Yo era tan joven que ni recuerdo el momento en que lo conocí. Por aquel entonces vivía en una capital de provincias, tenía una empresa de construcción, cuatro hijos y una mujer. Pasaba los domingos navegando en un velero que dormía en el puerto, mientras su esposa, que se mareaba en aquel pequeño barco, cogía el coche con los niños para encontrarse en la playa en la que habían quedado. Otras veces eran los niños los que se quedaban en casa, con los abuelos o con algunos amigos, mientras él y su mujer recorrían en moto España y parte de Europa.
Comentaba antes que recibió muchos golpes en su vida: el primero fue a modo de estafa. Un mal contrato se llevó por delante aquella vida idílica que llevaba y la empresa quebró. Fue duro, pero, lejos de venirse abajo, encontró en otra ciudad un trabajo con el que alimentar a esas cuatro bocas y, de paso, saldar algunas deudas. Cada viernes salía de trabajar, cogía el coche y conducía cientos de kilómetros por las malas carreteras de los 90 para juntarse hasta el domingo con su mujer y sus hijos. El pequeño, que no mediría ni un metro por entonces, corría todo el pasillo para abrazarlo nada más oír la puerta, fuera la hora que fuera.
Al poco encontró otro trabajo que le permitió reunir de nuevo a toda la familia. Eso, al final, era lo importante para él, pero no contento, siguió pensando en mejorar y no tardó en querer irse a Madrid. La capital de España, la tierra de las oportunidades. Y allí agarró una. A cualquiera que hubiera montado una empresa y hubiera tenido que cerrar no se le habría pasado ni de lejos por la cabeza empezar otra aventura, pero él era de otra manera. Estaba hecho de una pasta diferente.
Sacó de la nada otro negocio, de nuevo inmobiliario, avalado por un golpe moral. Una mañana, cuando aquella estafa de años atrás estaba más que olvidada, abrió el periódico y leyó en un artículo que el abogado al que él había confiado el caso había ganado en los tribunales y le estaba buscando. Era la España de principios de los 2000, sin Facebook ni WhatsApp, cuando comunicaba el teléfono al conectarte a internet, y encontrar a alguien al que habías perdido la pista no era tan sencillo. Nunca recuperó un céntimo, pero no importaba. Quedaba demostrado que él no había tenido la culpa de lo que sucedió.

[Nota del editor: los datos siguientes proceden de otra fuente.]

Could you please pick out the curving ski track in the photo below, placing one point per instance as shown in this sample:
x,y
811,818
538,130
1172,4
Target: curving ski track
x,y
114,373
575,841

La empresa que montó en Madrid rodaba por sí sola y aquel negocio inmobiliario llamó a otros que también funcionaron bien. Disfrutó de aquella etapa, se permitía pequeños lujos, viajes ocasionales e incluso volver a navegar algunos veranos en Mallorca. Sus hijos estaban ya creciditos y eso le daba más libertad para divertirse con su mujer. Algunos se iban de casa y acababan volviendo, porque siempre tenían ese apoyo, y otros entraban en la universidad para salir de ella al volante del coche que les había prometido cuando se licenciaran. Era su manera de que su pasión pasara de generación.

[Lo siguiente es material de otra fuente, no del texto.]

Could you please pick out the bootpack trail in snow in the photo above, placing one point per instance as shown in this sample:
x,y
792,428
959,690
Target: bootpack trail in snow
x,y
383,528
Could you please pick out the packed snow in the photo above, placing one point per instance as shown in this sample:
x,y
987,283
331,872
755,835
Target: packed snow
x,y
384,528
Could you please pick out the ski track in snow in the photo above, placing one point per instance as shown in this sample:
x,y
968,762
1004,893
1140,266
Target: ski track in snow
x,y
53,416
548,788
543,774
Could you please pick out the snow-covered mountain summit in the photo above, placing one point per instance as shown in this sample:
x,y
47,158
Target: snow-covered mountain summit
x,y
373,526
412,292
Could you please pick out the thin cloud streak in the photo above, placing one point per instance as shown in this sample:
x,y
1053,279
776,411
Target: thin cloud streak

Y cuando todo iba bien llegó el segundo golpe: la crisis inmobiliaria de 2008 que afectó a tantos españoles también le tocó a él. Pero lejos de venirse abajo, con la experiencia de la primera vez, afrontó la situación para que, catorce años después, la empresa siga existiendo aunque muy lejos de su apogeo.

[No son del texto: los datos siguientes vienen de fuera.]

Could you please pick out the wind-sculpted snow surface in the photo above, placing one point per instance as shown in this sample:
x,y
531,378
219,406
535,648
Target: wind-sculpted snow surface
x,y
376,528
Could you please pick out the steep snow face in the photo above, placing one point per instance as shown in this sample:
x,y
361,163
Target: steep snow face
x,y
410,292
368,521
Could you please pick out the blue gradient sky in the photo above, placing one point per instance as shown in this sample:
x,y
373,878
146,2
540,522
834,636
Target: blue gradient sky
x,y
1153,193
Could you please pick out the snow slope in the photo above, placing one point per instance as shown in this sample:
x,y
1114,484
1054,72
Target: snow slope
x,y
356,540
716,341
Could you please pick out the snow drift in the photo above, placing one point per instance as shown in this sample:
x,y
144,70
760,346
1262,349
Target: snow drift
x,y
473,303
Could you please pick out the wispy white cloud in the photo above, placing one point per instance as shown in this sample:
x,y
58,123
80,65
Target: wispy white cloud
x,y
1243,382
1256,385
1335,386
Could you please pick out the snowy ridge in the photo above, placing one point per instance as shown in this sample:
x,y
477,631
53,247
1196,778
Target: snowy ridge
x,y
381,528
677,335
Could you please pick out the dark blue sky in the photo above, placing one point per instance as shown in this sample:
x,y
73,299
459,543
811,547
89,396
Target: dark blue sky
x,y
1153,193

El tercer golpe fue peor, pero tampoco consiguió hundir su carácter, serio pero a la vez sonriente. Cáncer. En 2016 llegó la primera de muchas operaciones y, cuando parecía que lo había superado, a los pocos meses los médicos vieron que se había reproducido en otro lugar. El pronóstico era malo, pero quedaba partido por jugar y no estaba dispuesto a rendirse, como no había hecho nunca en su vida. Después de recibir un golpe, se levantaba, peleaba, miraba al horizonte y luchaba hasta llegar allí habiendo conseguido lo que quería. El cáncer le ganó, pero tardó cinco años en vencerle y vivió hasta el último día sin parecer enfermo, demostrando a sus hijos –y a sus nietos– que nunca hay que dejar de pelear.